ホーム > インターネット知事室 > 県民のみなさまとの対話 > 知事との対話 〜防災の現場を訪ねて〜 平成20年3月20日
- 更新日:
- 2009年10月15日


第10回 寺子屋力石のみなさん
平成21年3月20日 彦根市河原二丁目 寺子屋力石
今回の意見交換は、彦根市で木造伝統構法建物の耐震改修工事に取り組まれた「NPO法人彦根景観フォーラム」、「防災・耐震・まちづくりフォーラム」、「木造伝統構法彦根研究会」のみなさんと行いました。
彦根には古い木造伝統構法の建物が多く、そのような木造建物の耐震改修の実例として、研究会の活動拠点でもある「寺子屋力石」の耐震改修に取り組まれました。改修にあたっては、専門家や工務店の指導を受けながらボランティアの手により工事が行われるなど、専門家と市民が一緒に活動することにより、「自分の家の地震対策」をたててもらうきっかけづくりや地域のコミュニティづくりが図られています。
《みなさんからいただいた意見等》
耐震改修をとおして
- 今回の耐震改修は、協賛者による寄付やボランティアの労力によって実施された。
- 町屋の造りは、表の通りに対して直角方向には壁が多く耐震性があるけれど、通りに対して平行な方向は人の出入りがあるので壁が少なく地震に弱い構造となっている。そこで、今回は主に、通りに平行な方向の耐震化を行った。
- 既存建物の耐震補強工事では柱を動かせない。補強のための横材を入れるとき、既存の壁などがあると、ある一方向からしか仕事ができない。このような場合は「やといほぞ」のような伝統的な技法が必要となる。

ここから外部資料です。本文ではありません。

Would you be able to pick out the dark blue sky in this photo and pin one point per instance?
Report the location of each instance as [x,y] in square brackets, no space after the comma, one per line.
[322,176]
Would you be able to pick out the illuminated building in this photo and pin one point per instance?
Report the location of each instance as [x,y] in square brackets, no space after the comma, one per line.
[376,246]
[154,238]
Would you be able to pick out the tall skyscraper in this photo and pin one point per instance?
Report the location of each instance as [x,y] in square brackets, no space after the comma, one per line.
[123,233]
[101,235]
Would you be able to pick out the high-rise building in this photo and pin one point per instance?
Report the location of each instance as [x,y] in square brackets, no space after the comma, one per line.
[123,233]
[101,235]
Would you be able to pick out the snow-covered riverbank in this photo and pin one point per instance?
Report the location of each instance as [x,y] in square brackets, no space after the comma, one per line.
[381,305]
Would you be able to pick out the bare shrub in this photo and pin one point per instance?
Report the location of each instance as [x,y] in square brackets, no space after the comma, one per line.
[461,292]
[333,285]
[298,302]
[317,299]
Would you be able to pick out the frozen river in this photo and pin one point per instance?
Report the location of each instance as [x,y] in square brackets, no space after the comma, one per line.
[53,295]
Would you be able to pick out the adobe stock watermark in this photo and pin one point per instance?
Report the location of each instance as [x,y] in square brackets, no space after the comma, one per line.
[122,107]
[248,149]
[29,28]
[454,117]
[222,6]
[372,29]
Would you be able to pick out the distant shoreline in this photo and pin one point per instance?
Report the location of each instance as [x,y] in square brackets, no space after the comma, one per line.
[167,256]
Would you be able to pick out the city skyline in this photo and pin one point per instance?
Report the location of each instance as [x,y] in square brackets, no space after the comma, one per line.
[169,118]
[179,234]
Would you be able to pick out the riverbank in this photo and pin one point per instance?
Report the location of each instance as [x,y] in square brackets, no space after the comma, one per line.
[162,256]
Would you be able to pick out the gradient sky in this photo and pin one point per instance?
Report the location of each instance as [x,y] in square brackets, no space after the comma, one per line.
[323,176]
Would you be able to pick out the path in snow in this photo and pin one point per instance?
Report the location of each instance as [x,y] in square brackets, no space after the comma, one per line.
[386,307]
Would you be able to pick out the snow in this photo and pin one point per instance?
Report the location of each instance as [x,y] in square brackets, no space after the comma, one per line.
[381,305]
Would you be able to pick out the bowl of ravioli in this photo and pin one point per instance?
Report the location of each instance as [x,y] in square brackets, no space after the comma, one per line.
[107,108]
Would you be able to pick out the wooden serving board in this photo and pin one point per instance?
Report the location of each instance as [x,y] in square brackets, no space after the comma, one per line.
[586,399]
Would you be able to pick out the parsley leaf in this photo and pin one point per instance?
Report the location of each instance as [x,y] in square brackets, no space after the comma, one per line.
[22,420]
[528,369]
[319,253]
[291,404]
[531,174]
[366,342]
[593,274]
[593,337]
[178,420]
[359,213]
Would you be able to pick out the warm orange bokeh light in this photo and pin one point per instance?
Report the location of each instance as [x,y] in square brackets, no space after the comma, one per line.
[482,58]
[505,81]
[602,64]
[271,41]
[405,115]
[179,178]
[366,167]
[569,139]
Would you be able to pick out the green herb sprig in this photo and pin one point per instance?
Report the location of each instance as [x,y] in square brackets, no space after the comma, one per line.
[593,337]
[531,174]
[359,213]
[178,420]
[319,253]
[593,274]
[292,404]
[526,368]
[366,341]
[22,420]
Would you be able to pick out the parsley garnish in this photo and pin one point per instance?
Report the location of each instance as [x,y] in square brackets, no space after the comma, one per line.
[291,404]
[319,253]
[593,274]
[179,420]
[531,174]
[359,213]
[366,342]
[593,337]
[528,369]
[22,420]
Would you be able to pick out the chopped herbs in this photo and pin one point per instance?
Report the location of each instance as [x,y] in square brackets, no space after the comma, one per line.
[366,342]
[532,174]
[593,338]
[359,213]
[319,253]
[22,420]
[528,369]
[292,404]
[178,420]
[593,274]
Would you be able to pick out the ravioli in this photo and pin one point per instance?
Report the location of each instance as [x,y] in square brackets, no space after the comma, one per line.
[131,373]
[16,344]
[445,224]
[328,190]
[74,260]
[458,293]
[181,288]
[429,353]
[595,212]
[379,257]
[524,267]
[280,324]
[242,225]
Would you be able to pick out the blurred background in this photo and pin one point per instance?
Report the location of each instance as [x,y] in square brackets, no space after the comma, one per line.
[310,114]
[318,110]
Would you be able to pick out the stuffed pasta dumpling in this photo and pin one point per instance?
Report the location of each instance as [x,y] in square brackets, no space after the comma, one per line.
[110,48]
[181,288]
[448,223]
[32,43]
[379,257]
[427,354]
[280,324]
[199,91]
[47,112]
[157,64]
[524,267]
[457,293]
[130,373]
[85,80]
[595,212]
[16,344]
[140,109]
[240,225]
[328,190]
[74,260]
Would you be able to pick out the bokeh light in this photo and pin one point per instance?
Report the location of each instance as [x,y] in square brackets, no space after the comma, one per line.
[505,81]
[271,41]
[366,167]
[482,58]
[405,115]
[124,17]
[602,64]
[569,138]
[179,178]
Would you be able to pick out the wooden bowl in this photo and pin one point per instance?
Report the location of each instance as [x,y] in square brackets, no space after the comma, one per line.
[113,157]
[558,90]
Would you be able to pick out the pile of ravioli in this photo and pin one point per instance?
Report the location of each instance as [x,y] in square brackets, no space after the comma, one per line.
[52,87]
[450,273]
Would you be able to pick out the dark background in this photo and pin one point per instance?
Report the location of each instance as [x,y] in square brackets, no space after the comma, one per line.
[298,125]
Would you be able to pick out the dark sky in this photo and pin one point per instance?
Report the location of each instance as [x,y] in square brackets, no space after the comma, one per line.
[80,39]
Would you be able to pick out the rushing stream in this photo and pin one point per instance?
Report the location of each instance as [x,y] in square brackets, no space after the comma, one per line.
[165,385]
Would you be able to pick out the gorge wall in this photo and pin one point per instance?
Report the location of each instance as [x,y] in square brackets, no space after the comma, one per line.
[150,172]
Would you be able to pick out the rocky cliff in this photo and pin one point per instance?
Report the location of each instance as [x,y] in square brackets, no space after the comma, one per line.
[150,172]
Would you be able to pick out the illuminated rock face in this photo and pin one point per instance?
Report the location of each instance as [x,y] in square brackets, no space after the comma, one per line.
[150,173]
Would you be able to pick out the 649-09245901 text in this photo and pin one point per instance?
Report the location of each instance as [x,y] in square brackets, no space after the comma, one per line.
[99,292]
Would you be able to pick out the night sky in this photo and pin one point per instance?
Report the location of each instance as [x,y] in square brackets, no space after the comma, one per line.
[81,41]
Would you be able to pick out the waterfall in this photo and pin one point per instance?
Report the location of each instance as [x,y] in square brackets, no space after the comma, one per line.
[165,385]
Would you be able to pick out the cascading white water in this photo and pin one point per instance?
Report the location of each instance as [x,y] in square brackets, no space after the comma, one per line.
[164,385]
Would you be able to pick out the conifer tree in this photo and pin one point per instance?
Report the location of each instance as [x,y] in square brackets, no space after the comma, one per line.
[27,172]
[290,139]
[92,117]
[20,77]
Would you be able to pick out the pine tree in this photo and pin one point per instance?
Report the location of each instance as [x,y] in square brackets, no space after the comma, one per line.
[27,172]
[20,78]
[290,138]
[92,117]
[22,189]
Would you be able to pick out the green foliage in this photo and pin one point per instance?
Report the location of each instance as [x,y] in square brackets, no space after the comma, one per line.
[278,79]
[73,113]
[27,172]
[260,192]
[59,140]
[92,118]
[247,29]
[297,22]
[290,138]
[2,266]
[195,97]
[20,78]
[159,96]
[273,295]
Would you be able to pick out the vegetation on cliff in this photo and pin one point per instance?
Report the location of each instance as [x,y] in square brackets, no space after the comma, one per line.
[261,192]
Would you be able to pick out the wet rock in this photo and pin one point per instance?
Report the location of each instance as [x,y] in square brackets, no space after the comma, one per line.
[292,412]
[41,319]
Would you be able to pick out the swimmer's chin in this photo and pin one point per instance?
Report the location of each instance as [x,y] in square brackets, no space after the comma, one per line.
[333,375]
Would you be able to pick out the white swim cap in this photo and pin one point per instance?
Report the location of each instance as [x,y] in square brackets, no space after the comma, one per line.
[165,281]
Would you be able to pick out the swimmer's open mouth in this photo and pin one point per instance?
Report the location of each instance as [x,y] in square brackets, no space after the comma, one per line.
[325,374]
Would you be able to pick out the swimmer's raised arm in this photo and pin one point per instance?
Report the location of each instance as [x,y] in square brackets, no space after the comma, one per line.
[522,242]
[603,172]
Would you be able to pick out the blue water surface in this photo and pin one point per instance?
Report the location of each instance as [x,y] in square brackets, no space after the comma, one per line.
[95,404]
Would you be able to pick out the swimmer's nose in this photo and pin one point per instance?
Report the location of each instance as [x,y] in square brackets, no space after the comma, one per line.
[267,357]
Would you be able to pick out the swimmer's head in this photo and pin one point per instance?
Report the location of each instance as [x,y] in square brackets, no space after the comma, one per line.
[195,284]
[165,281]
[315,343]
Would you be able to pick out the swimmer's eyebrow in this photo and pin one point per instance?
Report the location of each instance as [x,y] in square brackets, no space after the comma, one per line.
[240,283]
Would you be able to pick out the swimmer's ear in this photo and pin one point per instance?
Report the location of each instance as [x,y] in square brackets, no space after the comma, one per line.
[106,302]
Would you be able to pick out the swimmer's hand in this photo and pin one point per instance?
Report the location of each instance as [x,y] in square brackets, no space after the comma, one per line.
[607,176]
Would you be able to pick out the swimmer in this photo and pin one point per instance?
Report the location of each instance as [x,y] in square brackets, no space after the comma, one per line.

- 耐震化の壁量計算は、固い壁や強い壁が何枚使われているかを計算する。柔らかさなど「木造伝統構法の長所」が数値に反映されず構法の良さを生かしきれない。
- 今まで古い建物は建て替えられる流れだったが、今は古い建物をいかに使っていくかという流れの中にある。このような伝統構法をいかに残していけるか、また守っていけるか、業界団体としても働きかけていきたいと思っている。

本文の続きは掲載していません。